We are not just dreams and thoughts, but flesh, too. We live a life of the body. We live in the physical world, in relation to it. To destroy any of it is an abomination, yet what does it mean to separate ourselves in destruction from our worldly shell? Does it raise no specter? Why might it seem, saner, more moral, cleanereasier to kill only ourselves and spare the world? We are disappearing all the time – this person, here, there, those people, everywhere, always. The life of the world is the loss of people from it. But the world is still there, right? And there are always more people.

Gas the people of Ghouta. People die in war all the time. But Ghouta still stands, and people will return. We will hardly know what was done.

The tragic, melancholy final shots of On the Beach, Stanley Kramer’s film version of the Nevil Shute novel, draw their bottomless sorrow from a single vision: the world still standing and the people gone. The nuclear war had physically destroyed very little, but the radiation – in the manner of the neutron bomb –  had wafted over atmospheric currents to kill all still living, finally those in Australia. What a loss. What a symbol of loss. If the world was not created in itself mechanistically for sentient beings, does anyone have the least notion what value there is in all that there is without sentient beings to know it, be in it and of it?

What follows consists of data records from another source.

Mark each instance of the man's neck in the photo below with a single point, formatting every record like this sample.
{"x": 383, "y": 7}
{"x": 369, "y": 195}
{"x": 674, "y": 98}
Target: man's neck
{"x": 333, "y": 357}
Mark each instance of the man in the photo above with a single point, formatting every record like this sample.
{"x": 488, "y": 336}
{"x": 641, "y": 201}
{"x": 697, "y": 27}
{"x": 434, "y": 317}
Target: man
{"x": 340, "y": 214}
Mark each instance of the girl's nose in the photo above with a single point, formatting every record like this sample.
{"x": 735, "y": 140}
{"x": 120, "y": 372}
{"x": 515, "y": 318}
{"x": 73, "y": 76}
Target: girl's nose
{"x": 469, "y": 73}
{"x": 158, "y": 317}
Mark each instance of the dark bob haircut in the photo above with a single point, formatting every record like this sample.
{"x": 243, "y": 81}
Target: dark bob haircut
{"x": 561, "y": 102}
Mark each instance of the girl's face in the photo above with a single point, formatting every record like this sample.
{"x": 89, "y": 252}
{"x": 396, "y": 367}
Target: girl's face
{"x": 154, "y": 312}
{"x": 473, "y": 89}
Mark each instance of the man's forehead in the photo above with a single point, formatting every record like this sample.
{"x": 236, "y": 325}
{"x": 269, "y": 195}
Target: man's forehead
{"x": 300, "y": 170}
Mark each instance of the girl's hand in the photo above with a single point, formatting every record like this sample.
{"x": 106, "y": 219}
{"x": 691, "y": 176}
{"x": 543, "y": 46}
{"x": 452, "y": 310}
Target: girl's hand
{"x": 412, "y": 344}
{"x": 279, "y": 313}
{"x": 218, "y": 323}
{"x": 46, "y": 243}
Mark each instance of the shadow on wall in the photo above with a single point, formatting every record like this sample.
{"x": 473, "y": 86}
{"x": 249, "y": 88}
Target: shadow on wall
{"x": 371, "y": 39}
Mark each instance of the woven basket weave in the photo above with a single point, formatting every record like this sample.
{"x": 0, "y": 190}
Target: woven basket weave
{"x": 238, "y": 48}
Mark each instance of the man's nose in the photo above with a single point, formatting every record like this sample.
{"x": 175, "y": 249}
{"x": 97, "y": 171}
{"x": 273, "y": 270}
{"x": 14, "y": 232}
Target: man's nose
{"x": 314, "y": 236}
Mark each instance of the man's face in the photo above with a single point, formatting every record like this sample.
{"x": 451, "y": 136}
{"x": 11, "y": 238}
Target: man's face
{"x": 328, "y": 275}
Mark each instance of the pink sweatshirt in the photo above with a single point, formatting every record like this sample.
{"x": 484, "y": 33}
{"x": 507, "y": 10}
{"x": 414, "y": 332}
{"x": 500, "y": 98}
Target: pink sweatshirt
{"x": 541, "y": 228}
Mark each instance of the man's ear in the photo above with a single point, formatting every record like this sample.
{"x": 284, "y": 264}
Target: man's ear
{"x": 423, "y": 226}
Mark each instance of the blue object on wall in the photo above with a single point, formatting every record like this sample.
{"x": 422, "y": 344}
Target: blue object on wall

Shot from close of "On the Beach"

from "On the Beach"

The physical world is destroyed every moment in natural decay: the world was born to end. That we were born to end in it, to end ourselves in it, must seem less natural. Streets without people, an empty city, a vacant world should always appear the essential crime.

Chemical weapons, we are told, we can see, produce agony. They encourage use directed at civilians, to clear populations, to terrify in their silence and their stealth, the invisible attack, which was the special horror of Ghouta. They are not weapons of war, they are weapons of inhumanity. Those who used and suffered them before, those who banned them, knew that. To fail to see that is our own inhumanity. To fail to act in response, a crime past forgetting.